The several articles that comprise this issue of the journal are typically diverse in their scientific and clinical content, yet a common strand can be identified: the importance of signal amplification in homeopathy. In her seminal two-part review, Iris Bell develops the concept of homeopathy as a complex adaptive system, whose properties include small changes in inputs that can lead to disproportionately large changes in system outputs: the weak signal of the correct simillimum medicine can initiate a large healing response in the body.[1] [2] She concludes that ‘the evidence suggests that every homeopathic medicine is a complex nano-scale system involving…electromagnetic, opto-electronic, quantum, and biological properties’.

Key to Dr Bell's concept is the succussion/dilution process that underpins the production of homeopathic medicines.

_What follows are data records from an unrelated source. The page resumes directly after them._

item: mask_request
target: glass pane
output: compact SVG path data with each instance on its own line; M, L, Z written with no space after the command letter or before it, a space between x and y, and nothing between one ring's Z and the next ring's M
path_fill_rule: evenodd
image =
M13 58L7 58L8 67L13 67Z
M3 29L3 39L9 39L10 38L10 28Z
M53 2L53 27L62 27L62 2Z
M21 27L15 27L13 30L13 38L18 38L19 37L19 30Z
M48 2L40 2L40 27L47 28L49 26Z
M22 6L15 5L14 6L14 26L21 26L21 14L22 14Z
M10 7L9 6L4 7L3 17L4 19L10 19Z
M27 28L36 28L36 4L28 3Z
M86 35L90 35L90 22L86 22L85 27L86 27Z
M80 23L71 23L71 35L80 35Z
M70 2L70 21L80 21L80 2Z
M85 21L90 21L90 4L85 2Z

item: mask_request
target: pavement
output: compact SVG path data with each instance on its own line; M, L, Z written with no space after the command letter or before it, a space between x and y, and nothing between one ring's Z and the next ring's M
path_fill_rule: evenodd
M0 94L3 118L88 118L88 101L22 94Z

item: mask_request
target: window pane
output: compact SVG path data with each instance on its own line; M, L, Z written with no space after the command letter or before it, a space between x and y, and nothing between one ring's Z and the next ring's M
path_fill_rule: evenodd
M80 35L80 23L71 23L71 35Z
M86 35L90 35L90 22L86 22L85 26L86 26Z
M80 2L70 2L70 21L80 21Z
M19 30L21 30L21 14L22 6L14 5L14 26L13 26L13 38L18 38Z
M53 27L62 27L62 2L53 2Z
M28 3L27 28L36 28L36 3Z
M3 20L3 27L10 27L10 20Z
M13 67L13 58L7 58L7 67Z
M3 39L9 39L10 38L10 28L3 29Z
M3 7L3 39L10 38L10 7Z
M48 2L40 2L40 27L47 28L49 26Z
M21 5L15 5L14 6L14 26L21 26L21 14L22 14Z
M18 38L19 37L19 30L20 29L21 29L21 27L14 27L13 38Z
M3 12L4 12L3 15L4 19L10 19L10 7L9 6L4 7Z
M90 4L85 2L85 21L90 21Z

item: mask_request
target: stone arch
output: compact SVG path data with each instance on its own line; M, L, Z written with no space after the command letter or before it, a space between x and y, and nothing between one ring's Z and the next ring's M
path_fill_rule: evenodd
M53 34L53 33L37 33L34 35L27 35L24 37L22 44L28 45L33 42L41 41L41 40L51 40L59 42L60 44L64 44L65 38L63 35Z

Abhirup Basu and colleagues report that succussion of cupric oxide and zinc oxide nanoparticles triggers multi-sized bubble generation and turbulent fluid motion for a duration of up to 400 milliseconds.[3] That biological systems have the capacity to amplify the signal associated with ultra-high dilutions, which in turn may be electromagnetic in nature, is implicated in the new research on solvatochromic dyes reported by Leoni Bonamin and her group.[4]

By contrast, a fundamental aim for less, not more, is the keynote of Emma Macías-Cortés and co-workers’ planned clinical trial of homeopathy for treating obesity in adolescents[5] and in Kusum Chand's & Priya Kapoor's reported cases of chronic urinary tract infection in whom homeopathic treatment was associated with a decreased use of antibiotics.[6] In his Debate article, Todd Hoover highlights homeopathy's opportunities for growth despite a mainstream current of reductionist reasoning against it.[7]